We utilized AlphaFold for protein structure predictions and applied statistical design of experiments to guide nanodisc assembly, performing variance and regression analyses to ensure efficiency and reliability. Using EVcouplings, we modeled the effects of directed evolution on membrane proteins and employed HDOCK for molecular docking between membrane proteins and antigens, aiming to produce more stable, higher-affinity variants. To validate the therapeutic potential of the nanodiscs, we used Cellular Automata to simulate interactions between viruses, nanodiscs, and human cells, providing clear visual insights. Lastly, we conducted pharmacokinetic modeling to predict nanodisc concentration changes in the body, offering valuable data for future clinical applications.
Functional Verification
In the novel SEND system we developed, the plasmid cargoRNA is derived from our innovative design.
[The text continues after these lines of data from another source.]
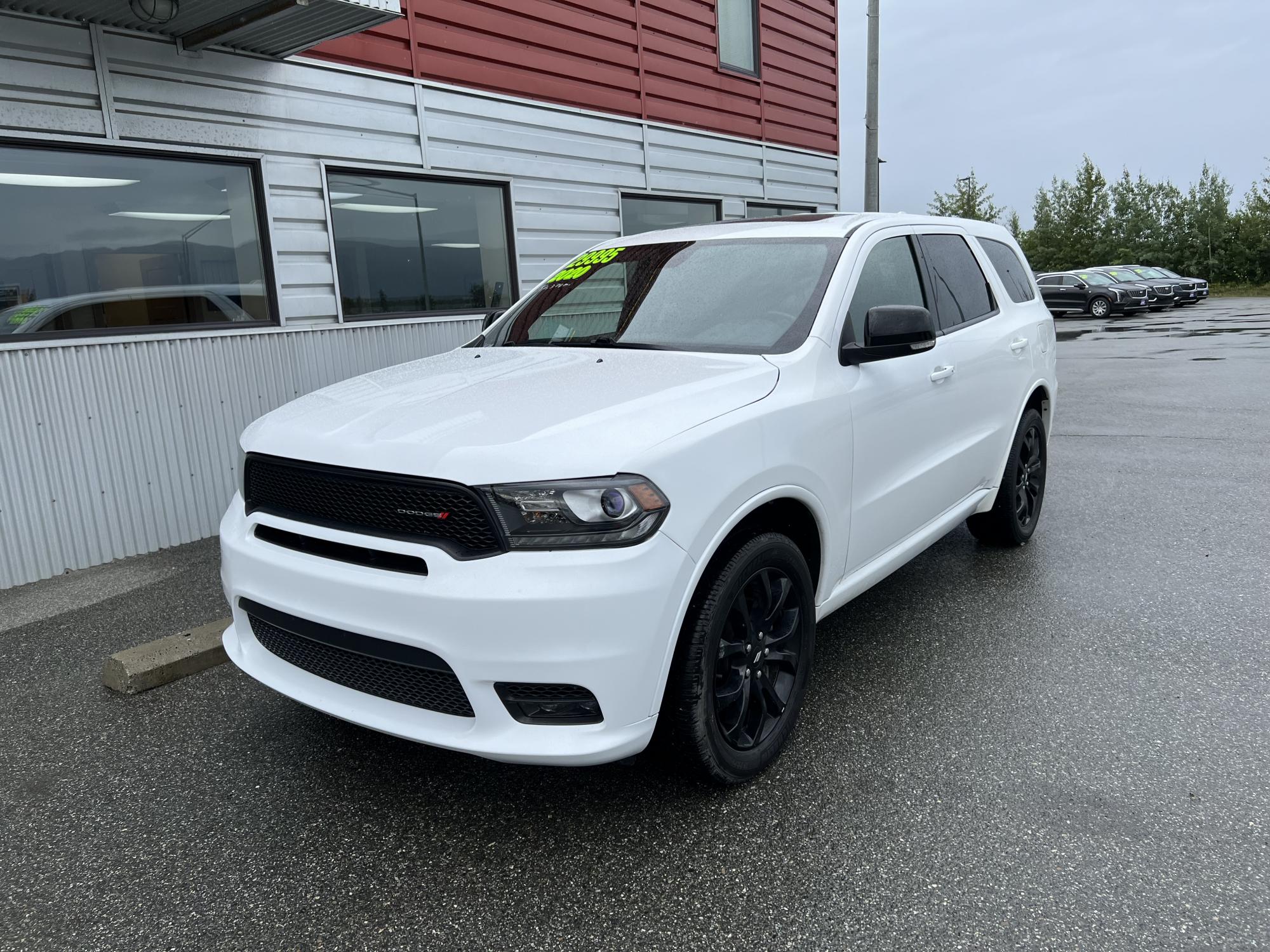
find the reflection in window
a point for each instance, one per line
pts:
(410, 246)
(739, 35)
(643, 214)
(760, 210)
(106, 242)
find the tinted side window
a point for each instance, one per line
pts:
(1012, 271)
(890, 277)
(961, 290)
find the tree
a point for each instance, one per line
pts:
(970, 199)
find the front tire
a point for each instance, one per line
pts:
(741, 668)
(1013, 519)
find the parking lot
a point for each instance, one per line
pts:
(1062, 747)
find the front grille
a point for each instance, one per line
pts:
(387, 670)
(446, 515)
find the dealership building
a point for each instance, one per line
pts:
(213, 208)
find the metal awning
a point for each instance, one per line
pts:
(267, 27)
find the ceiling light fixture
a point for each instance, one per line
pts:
(154, 12)
(18, 178)
(384, 209)
(171, 216)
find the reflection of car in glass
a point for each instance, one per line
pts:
(131, 308)
(1201, 286)
(625, 505)
(1090, 293)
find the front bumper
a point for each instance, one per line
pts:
(599, 619)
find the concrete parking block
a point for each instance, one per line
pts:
(137, 670)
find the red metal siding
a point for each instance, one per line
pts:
(652, 59)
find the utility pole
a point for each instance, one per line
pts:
(873, 204)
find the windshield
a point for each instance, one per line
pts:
(1094, 279)
(731, 296)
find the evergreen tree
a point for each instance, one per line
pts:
(970, 199)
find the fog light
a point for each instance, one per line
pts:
(549, 704)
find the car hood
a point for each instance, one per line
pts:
(507, 414)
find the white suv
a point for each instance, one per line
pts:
(627, 505)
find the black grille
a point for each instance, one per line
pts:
(387, 670)
(446, 515)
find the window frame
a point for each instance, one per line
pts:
(756, 40)
(665, 197)
(766, 204)
(930, 281)
(504, 185)
(252, 162)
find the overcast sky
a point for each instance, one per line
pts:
(1020, 89)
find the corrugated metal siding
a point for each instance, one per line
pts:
(48, 78)
(120, 449)
(653, 59)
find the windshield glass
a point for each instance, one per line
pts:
(731, 296)
(1094, 279)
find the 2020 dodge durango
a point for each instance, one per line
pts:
(624, 507)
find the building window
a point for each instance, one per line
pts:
(653, 213)
(411, 246)
(107, 243)
(739, 35)
(760, 210)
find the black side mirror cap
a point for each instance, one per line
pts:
(892, 331)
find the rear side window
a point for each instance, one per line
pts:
(890, 277)
(1012, 271)
(961, 290)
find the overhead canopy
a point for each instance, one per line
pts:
(267, 27)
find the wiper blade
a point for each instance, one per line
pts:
(598, 342)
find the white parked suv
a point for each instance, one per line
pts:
(622, 511)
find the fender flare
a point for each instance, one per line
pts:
(787, 492)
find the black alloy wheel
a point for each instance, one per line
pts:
(742, 662)
(1017, 511)
(759, 657)
(1031, 477)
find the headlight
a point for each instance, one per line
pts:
(618, 511)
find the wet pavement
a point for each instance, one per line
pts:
(1065, 747)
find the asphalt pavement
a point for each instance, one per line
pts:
(1065, 747)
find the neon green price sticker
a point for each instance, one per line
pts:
(585, 263)
(25, 314)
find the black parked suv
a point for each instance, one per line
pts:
(1200, 285)
(1092, 293)
(1166, 289)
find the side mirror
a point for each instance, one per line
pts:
(892, 331)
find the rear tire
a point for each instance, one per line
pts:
(752, 620)
(1013, 519)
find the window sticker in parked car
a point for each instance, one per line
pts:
(25, 314)
(585, 263)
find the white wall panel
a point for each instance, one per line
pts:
(119, 449)
(48, 78)
(110, 450)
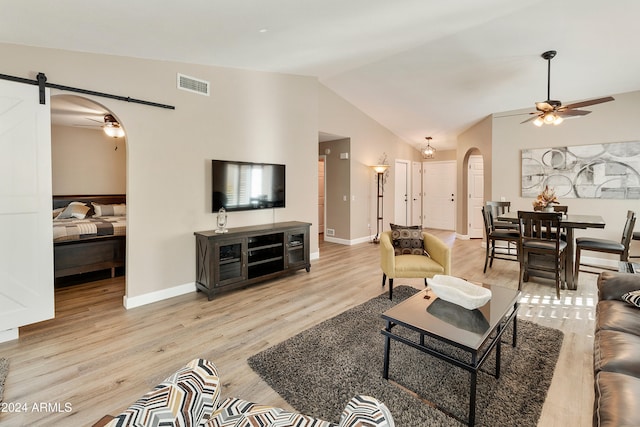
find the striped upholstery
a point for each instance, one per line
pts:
(183, 399)
(361, 411)
(366, 411)
(240, 413)
(190, 398)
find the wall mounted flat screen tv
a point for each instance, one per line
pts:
(242, 186)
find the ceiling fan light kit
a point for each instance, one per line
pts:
(552, 111)
(428, 152)
(111, 127)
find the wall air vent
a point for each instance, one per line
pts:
(192, 84)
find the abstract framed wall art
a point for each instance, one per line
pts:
(596, 171)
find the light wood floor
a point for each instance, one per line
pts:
(97, 357)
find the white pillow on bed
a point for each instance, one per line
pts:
(109, 210)
(74, 210)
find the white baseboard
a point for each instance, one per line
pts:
(348, 242)
(151, 297)
(9, 335)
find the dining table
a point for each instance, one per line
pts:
(569, 222)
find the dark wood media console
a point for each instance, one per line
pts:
(247, 255)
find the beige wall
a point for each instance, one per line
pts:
(615, 121)
(369, 142)
(85, 161)
(253, 116)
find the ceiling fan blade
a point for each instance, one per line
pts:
(530, 119)
(572, 113)
(544, 106)
(589, 102)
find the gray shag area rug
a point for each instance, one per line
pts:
(4, 371)
(319, 370)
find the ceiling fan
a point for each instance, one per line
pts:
(110, 126)
(552, 111)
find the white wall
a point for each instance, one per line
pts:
(253, 116)
(615, 121)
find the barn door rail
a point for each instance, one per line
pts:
(41, 82)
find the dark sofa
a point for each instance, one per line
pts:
(616, 352)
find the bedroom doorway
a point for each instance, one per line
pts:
(86, 162)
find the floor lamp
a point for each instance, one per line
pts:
(380, 170)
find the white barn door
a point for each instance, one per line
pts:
(26, 245)
(439, 201)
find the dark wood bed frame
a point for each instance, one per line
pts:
(91, 254)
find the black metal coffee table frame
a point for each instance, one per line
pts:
(478, 355)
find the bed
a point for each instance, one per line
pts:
(89, 233)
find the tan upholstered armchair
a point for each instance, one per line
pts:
(414, 266)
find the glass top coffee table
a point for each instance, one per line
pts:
(476, 332)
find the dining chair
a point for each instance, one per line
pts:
(494, 235)
(564, 209)
(542, 252)
(636, 236)
(498, 208)
(605, 245)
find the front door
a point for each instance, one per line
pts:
(439, 203)
(26, 246)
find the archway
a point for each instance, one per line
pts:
(87, 164)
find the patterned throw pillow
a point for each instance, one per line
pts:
(74, 210)
(407, 240)
(632, 298)
(109, 210)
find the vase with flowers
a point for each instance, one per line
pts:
(545, 200)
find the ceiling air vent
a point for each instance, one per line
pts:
(192, 84)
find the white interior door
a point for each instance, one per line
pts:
(439, 201)
(401, 215)
(416, 193)
(476, 197)
(26, 246)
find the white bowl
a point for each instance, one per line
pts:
(459, 291)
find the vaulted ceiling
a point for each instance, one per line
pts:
(419, 67)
After sequencing the plasmid, we confirmed the rationality of the cargoRNA design and the successful construction of the system. (Figure 13)
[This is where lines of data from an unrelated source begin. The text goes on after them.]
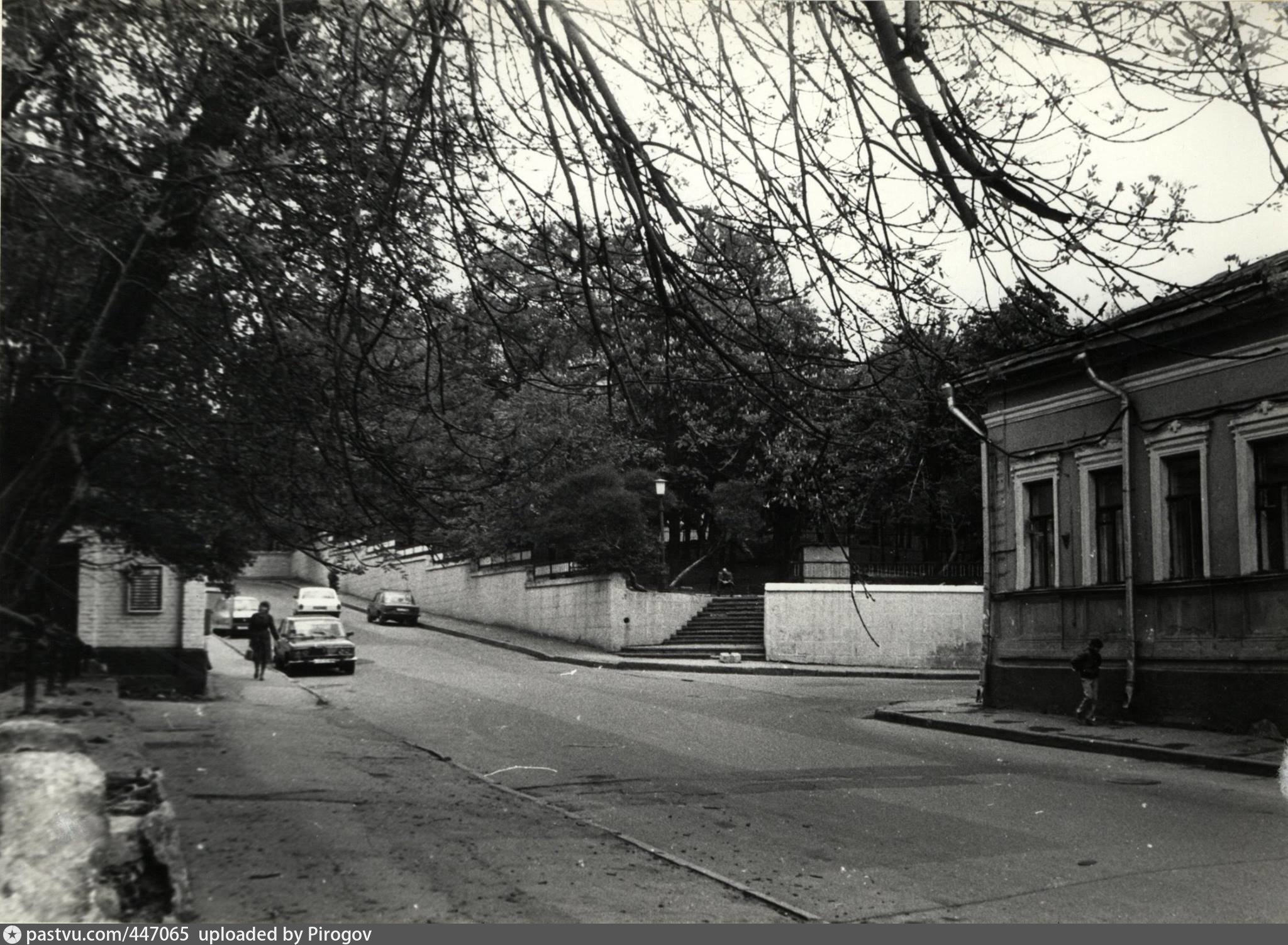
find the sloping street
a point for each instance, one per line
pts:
(784, 785)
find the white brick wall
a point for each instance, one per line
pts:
(103, 620)
(591, 610)
(270, 565)
(929, 627)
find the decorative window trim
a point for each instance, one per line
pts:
(136, 590)
(1023, 475)
(1174, 440)
(1264, 422)
(1089, 461)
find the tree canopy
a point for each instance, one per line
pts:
(252, 249)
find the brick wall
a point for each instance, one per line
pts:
(928, 627)
(591, 610)
(103, 620)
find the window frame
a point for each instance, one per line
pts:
(1175, 440)
(1268, 421)
(1022, 476)
(131, 575)
(1091, 461)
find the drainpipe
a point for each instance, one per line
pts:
(1130, 561)
(987, 569)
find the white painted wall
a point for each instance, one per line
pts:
(103, 620)
(597, 610)
(918, 625)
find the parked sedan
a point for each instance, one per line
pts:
(317, 601)
(398, 607)
(313, 641)
(231, 615)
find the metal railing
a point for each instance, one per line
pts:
(957, 573)
(560, 569)
(505, 559)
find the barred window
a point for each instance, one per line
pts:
(1040, 533)
(1184, 516)
(1109, 525)
(1272, 502)
(143, 590)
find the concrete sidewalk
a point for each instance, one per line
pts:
(1220, 751)
(579, 655)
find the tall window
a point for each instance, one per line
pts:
(1109, 525)
(1184, 515)
(1272, 502)
(1040, 533)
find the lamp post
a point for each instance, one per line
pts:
(660, 488)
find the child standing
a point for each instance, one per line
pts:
(1087, 666)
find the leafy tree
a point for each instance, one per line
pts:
(597, 521)
(299, 186)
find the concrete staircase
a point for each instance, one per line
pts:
(728, 624)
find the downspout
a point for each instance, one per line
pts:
(1130, 561)
(987, 568)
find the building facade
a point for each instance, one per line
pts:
(1139, 494)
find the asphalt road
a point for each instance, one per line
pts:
(787, 785)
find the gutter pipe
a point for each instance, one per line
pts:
(987, 568)
(1130, 561)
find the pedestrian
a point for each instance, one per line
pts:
(1087, 667)
(262, 636)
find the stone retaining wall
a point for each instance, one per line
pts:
(923, 627)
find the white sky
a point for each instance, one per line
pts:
(1219, 154)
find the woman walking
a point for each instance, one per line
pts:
(262, 636)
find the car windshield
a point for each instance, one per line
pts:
(316, 628)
Figure 13. CargoRNA sequencing results.
After transfecting cells with the three plasmids—capsid, fusogen, and cargoRNA,we observed that the cells expressed green fluorescent protein. (Figure 14.A) We collected the supernatant by centrifugation and verified the presence of proteins similar in size to PEG10 and VSV-G using SDS-PAGE. However, protein bands also appeared at the same positions in the control medium and in the supernatant of normal cells. (Figure 14.B) These results suggest that the transfected cells may have expressed exosomes containing PEG10 VLPs.
Figure 14. Cells expressed exosomes containing PEG10 VLPs
A. After transfection of the three plasmids, cells emit green fluorescence (red circles);
B. SDS-PAGE of supernatant (VLP: supernatant suspected to contain VLP; Medium: cell culture-medium; Cell supernatant: supernatant of untransfected cells).
In further experiments, we infected normally growing HEK293 FT cells with supernatant suspected to contain PEG10 VLP exosomes. We found that the infected cells emitted green fluorescence. (Figure 15) This indicates that the cells acquired the mRNA of the GFP protein and expressed it. The only possible source of this mRNA is the supernatant we added. This result confirms that the novel SEND system can produce PEG10 VLP exosomes capable of effectively transporting mRNA, leading to its expression in target cells.
Figure 15. After being infected by supernatant suspected to contain PEG10 VLP exosomes, the interior of the cells fluoresced green.
In the aforementioned experiment, we also conducted two control groups: one with only culture medium and another with PEG10 VLP exosomes plus nanodiscs. Fluorescence observations showed that the cells with only culture medium did not express fluorescence. Cells treated with VLPs alone expressed more GFP protein compared to those that also received nanodiscs. (Figure 16) This result partially validates the blocking effect of nanodiscs on the pseudovirus VLPs. Unfortunately, due to time constraints, we were unable to collect more data. We hope to incorporate more rigorous experiments for validation in future studies.
Figure 16. Fluorescence of HEK293 FT cells infected with VLP exosomes and nanodiscs over time.
References
[1]. Sun, G. and C. Wu, Application of GA-BP Neural Network in Online Education Quality Evaluation in Colleges and Universities. Mobile Information Systems, 2022. 2022: p. 7846247.